Hiberto and Emilio continued to lead me until we entered the middle of the prison block and then it became more of a parade and I was on display. The whole place, this dank, cold, cement, piss-scented hellhole, erupted into volcano of lewd language. Some of the inmates, the more crazed ones, were yelling things at me that I think could have been complimentary. It was hard to tell since half of them didn’t seem to know how to speak. The other half, the quieter ones with the bitter eyes, hissed shit at me. One actually threw legitimate shit, but I dodged that one quick.
I was a man who either made them a lot of money at one point or I was a man who ruined their lives and I was in the middle of them all, wearing an orange jumpsuit. I was now one of them.
Javier Bernal, captured at last.
But we didn’t stop in that block. This was more for show, so that the prisoners, that everyone, knew I was here and this was my new home.
They led me up to the third level to the building and down another long hall with the occasional metal door here and there. I knew inside those doors there was nothing but a bucket in the corner and blanket. There were no windows. No furniture. Nothing.
That’s where I had been ordered to be placed. That was to be my home for the next fifty years, or until I croaked, whatever came first. A cement cell that would drive any man to madness.
But instead, I was placed in the cell at the end of the hall. The door looked the same. Thick steel with a tiny sliding window in the middle, operable only from the outside.
Inside, though, was a whole other situation.
It was about three times the size of a normal cell. There was a toilet in the corner with a slight partition around it. A large, clean queen bed was in the middle, as was a small table and two chairs, a bookshelf filled with books, an MP3 player with earphones and speaker. There was a large window you could open and though there were bars on it, it had a nice view of a dried up river and the rolling brown hills in the distance.
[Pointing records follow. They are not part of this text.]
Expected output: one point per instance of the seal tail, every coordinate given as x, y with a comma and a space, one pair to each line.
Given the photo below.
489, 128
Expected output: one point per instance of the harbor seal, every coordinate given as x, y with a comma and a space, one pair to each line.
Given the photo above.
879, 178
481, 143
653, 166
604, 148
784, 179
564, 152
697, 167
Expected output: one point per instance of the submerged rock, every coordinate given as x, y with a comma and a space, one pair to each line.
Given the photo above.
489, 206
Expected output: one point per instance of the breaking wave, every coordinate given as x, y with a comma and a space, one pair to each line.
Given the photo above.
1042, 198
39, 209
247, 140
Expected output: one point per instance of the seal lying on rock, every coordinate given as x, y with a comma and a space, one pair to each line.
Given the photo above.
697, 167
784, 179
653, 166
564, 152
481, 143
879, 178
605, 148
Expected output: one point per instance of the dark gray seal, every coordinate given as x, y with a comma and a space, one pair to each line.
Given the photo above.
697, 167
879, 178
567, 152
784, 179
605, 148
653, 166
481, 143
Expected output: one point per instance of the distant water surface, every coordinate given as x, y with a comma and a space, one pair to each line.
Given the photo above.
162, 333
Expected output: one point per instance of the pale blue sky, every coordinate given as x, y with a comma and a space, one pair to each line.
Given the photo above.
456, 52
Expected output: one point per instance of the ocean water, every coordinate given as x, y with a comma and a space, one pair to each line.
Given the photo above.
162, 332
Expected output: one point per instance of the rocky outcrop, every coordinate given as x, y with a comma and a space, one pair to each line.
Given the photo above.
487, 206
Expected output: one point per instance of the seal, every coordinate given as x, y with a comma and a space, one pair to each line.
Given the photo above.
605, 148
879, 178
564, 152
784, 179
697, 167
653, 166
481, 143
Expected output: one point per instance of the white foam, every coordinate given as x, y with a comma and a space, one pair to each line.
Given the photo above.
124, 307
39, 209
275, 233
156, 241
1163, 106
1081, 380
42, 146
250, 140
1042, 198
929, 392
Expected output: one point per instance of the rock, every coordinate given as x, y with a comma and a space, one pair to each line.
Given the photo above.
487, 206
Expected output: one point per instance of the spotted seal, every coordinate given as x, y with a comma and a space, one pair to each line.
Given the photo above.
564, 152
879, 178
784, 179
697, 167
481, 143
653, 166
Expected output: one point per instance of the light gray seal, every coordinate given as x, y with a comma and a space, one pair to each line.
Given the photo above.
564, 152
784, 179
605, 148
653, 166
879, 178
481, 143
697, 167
If you squinted past the parking lot of the prison, you could pretend you were in the middle of the country on vacation.
But this wasn’t a vacation. I didn’t take vacations, even if I was in prison. I had work to do. A lot of it. I had an empire I had to hold on to. It was all I had left.
“I hope this is comfortable,” Hiberto said as they ushered me in. I stuck my hands in front of me and he quickly undid the handcuffs.
I looked around and shrugged. “It will do. Do I at least get my suits?”